Cet ouvrage se défend d'être une autobiographie mais il en a fort l'air. Dominique Grange, compagne de Jacques Tardi, a été une chanteuse engagée maoïste dans la période 1968-74. Ce sont ces années que cette bande dessinée retrace en jouant un peu avec la chronologie.
C'est du Tardi : touchant dans les lieux que l'on croise (ha, ces escaliers de la Sorbonne occupée...), avec ces grosses paluches improbables. Ici, le récit est assez resserré, comme un témoignage que l'on retrace, et l'intrigue évite donc de se perdre dans un style roman-feuilleton. On est plutôt dans la reconstitution, une reconstitution à hauteur de maoïste, qui se situe donc entre les quatre roues d'une 2CV, les locaux d'usines devant lesquels on manifeste, les appartements miteux, les troquets où l'on rédige un tract sur un coin de table. On croise beaucoup de jeunes gens habités par les écrits de Mao Tsé-toung, et il y a de tout parmi eux, mais il y a semble-t-il une émotion commune et une solidarité. Une même haine des flics aussi.

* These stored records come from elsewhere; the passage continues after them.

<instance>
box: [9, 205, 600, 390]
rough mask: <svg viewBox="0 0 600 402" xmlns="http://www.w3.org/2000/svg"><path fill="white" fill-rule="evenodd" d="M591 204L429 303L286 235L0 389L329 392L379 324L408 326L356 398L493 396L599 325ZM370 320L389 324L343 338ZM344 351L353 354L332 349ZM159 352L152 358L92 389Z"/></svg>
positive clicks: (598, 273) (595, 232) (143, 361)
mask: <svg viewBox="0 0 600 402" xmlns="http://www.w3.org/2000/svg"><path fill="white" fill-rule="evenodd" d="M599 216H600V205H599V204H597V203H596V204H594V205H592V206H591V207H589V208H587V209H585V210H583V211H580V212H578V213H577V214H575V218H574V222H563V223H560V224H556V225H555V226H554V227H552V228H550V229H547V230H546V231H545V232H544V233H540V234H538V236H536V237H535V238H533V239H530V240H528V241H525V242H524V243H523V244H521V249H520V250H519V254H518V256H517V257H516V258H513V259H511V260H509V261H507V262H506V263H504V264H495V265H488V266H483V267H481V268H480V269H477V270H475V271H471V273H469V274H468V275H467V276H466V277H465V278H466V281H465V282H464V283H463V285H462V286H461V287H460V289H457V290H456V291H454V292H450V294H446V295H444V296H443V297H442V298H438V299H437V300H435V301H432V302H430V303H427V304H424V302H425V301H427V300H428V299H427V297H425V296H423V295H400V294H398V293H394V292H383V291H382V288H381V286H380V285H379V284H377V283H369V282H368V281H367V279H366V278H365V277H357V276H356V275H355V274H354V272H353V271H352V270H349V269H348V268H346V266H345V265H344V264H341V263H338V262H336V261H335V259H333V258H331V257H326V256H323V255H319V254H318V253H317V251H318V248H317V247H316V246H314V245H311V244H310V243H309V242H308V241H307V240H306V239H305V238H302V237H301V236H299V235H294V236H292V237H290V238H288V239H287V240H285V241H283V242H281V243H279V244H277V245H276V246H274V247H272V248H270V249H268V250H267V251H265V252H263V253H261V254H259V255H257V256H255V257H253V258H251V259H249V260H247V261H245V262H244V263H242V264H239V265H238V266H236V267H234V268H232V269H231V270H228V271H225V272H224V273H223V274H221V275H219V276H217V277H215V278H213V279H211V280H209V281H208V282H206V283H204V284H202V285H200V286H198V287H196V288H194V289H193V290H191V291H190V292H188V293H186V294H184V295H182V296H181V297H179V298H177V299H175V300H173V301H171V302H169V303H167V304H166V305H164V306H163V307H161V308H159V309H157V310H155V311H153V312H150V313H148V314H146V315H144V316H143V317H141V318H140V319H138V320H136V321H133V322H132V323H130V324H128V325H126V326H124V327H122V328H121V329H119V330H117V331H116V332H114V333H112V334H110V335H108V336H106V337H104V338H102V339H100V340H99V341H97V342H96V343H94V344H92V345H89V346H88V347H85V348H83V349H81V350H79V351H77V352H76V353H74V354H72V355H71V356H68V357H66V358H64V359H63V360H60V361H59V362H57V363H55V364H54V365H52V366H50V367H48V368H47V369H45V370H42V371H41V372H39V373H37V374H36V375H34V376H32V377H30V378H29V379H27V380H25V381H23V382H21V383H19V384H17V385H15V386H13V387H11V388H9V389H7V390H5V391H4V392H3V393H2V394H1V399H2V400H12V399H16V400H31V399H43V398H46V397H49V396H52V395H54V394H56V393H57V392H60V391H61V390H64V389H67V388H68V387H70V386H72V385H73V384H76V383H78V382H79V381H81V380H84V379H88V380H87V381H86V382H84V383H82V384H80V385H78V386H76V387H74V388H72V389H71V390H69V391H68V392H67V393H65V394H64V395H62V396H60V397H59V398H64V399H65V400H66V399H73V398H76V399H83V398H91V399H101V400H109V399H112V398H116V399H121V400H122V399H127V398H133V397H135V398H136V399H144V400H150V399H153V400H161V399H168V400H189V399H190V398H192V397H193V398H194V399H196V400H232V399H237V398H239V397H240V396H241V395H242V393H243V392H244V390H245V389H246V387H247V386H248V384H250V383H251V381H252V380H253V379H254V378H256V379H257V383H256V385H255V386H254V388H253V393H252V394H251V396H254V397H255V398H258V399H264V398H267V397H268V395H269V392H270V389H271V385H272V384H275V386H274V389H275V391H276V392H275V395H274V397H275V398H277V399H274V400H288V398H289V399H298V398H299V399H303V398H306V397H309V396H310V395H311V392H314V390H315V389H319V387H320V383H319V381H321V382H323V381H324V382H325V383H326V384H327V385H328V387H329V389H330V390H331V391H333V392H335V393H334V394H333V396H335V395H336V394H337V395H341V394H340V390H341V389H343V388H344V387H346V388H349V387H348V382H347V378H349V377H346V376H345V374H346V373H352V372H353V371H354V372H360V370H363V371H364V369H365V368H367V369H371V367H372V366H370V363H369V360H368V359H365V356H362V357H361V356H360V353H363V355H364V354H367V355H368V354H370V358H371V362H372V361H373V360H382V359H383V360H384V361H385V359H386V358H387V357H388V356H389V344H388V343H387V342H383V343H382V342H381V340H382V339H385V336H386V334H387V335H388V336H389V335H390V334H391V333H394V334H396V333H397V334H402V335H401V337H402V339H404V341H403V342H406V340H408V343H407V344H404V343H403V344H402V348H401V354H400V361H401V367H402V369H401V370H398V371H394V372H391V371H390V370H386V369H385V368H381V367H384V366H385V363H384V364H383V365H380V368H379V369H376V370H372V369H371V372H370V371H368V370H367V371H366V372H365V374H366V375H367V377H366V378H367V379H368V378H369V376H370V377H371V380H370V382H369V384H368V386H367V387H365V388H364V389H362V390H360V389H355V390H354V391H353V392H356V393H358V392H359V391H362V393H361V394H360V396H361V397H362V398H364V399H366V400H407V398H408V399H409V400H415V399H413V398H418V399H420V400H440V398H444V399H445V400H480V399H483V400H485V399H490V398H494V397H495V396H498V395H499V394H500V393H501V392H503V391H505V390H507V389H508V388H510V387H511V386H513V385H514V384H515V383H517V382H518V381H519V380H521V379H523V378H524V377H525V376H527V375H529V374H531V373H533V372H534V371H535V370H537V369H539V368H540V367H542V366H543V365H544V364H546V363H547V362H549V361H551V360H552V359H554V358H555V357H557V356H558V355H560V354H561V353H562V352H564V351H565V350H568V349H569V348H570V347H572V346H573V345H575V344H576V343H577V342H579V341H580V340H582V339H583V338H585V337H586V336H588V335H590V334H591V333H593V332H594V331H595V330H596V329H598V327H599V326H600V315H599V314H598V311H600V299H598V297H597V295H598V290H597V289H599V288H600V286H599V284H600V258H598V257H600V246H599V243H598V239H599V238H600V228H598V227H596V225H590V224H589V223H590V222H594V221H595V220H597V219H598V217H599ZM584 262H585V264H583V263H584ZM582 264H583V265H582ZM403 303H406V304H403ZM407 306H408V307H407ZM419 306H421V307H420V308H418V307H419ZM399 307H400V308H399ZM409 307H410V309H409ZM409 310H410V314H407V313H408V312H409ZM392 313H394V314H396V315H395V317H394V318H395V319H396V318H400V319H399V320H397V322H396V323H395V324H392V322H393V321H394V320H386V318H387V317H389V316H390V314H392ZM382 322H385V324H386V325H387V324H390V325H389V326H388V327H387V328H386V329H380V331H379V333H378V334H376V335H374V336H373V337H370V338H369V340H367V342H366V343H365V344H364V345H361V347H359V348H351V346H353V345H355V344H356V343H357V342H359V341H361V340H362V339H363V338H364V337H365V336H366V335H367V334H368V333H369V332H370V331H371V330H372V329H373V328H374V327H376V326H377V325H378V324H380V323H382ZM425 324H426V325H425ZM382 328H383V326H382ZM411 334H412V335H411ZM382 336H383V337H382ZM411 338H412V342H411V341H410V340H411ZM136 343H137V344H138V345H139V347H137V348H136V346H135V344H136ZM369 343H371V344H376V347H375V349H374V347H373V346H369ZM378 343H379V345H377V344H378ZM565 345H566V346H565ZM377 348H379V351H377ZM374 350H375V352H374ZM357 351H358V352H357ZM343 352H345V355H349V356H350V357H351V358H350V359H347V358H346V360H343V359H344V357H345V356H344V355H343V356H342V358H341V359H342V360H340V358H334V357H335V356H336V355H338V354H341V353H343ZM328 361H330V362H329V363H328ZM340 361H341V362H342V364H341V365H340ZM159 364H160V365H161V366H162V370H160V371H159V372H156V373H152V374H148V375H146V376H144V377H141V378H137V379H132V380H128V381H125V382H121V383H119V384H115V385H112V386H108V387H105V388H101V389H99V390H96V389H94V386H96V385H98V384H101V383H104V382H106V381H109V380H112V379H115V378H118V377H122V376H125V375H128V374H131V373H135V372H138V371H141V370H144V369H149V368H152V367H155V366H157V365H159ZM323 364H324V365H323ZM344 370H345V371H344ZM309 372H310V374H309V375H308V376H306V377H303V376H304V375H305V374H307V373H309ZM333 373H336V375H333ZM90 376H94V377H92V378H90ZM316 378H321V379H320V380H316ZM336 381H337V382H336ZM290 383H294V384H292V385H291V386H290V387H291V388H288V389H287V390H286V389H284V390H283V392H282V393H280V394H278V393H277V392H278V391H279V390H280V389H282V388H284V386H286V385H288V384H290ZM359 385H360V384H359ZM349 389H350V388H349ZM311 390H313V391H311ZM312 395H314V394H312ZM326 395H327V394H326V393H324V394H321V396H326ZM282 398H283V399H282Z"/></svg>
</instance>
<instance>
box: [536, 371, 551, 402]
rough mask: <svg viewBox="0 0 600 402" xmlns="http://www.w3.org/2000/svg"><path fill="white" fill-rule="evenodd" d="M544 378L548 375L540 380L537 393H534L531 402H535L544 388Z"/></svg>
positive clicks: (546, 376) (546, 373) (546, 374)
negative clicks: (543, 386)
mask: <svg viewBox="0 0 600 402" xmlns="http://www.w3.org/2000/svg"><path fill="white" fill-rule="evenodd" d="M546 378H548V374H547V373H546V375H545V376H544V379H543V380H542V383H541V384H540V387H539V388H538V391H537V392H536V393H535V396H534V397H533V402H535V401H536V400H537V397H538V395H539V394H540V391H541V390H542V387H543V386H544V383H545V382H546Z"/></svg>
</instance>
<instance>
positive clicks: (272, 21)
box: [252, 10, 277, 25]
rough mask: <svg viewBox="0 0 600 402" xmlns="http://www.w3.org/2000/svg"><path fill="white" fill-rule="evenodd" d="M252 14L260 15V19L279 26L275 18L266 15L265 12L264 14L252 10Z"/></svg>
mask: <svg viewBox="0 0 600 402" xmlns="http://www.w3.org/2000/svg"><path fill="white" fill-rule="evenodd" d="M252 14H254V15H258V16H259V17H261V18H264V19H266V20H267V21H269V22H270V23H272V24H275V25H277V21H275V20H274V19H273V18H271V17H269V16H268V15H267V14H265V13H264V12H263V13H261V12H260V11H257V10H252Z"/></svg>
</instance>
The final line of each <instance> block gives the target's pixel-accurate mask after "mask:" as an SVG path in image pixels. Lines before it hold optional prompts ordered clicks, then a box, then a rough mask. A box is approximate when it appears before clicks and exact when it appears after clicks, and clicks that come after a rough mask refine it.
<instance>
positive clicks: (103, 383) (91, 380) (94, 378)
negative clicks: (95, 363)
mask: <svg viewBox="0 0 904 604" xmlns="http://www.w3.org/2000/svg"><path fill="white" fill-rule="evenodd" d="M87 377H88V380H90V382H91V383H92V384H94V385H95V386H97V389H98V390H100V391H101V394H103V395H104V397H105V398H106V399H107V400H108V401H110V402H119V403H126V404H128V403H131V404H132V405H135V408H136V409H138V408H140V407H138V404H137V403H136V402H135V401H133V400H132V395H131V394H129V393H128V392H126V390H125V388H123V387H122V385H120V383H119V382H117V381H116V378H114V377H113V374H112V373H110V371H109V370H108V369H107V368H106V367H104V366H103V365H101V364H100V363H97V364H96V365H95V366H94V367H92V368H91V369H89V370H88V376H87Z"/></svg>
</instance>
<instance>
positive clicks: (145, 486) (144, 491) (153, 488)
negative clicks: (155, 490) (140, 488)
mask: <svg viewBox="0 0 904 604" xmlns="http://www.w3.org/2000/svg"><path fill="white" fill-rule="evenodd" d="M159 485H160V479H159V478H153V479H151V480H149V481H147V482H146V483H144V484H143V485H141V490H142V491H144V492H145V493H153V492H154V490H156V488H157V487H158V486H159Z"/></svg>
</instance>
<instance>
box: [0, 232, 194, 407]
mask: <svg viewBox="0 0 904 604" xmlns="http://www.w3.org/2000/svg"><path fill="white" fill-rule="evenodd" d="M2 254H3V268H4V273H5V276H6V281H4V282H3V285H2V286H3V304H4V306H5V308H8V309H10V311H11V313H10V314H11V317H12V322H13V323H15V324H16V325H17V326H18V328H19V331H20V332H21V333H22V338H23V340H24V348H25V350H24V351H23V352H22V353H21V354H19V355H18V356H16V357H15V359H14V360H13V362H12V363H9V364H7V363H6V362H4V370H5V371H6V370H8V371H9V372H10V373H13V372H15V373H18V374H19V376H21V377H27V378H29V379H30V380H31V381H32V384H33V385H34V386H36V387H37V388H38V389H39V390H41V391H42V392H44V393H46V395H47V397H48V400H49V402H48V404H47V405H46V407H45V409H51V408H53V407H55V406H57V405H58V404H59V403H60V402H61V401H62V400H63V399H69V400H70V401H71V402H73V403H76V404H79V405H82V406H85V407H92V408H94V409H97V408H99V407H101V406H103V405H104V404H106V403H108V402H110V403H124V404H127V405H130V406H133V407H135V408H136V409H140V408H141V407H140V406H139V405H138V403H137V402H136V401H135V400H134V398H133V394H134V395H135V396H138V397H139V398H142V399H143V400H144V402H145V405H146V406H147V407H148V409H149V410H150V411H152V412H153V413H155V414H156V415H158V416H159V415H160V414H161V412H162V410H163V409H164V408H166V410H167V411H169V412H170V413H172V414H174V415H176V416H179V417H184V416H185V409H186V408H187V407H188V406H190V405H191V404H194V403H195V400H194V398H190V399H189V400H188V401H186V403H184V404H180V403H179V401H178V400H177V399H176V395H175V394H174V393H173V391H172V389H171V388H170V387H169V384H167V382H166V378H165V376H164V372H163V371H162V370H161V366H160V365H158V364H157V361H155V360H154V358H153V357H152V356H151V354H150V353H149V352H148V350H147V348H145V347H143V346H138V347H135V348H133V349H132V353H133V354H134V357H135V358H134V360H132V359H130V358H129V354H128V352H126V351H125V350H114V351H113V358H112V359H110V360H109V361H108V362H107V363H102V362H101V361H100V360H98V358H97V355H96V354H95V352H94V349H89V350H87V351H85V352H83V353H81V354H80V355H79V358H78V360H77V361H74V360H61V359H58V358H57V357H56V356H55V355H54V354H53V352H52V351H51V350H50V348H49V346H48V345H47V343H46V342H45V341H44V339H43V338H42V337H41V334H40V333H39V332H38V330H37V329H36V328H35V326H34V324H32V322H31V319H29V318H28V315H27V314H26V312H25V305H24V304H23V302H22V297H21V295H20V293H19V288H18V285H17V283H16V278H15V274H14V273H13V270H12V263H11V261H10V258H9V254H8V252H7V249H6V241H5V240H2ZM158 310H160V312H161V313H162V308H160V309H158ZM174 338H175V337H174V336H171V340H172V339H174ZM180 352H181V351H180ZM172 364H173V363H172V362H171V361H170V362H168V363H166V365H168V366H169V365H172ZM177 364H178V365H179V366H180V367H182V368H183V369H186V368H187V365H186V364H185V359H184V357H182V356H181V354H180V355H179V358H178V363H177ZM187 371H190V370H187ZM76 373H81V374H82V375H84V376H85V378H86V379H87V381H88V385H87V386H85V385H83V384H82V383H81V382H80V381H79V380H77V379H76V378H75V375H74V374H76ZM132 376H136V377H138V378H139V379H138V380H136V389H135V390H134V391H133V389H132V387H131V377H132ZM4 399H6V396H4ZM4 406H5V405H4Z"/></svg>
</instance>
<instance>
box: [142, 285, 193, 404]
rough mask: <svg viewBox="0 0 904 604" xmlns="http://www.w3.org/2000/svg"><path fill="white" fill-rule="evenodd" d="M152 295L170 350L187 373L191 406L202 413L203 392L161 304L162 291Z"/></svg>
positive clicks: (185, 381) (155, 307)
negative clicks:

Le livre retrace beaucoup de conflits sociaux de l'époque gaullienne, l'occasion de rappeler la brutalité du dialogue social sous Mongénéral, avec la mention de morts et de centaines de blessés dans certaines manifestations. A croire, au fonds, que mes années de jeunesse étaient une parenthèse bénie pendant laquelle on pouvait manifester pépère. Pour ce côté historique, ce côté "j'ouvre la boîte à chaussure et je reprends mes archives", cette bande dessinée est très touchante. Elle garde la critique du maoïsme pour le post-scriptum, pour se concentrer surtout sur les galères, les moments de grâce, les moments d'abattement, bref les hauts et les bas de jeunes gens énervés et déterminés à aider l'avènement de la révolution mondiale. C'est presque un vademecum de ce qu'il faudrait savoir refaire aujourd'hui pour retrouver une capacité à être solidaire de ceux qui sont écrasés par le capitalisme.
Un fort bel ouvrage, salutaire. Décidément Tardi, en vieillissant, sait ramasser son propos pour aller à l'essentiel.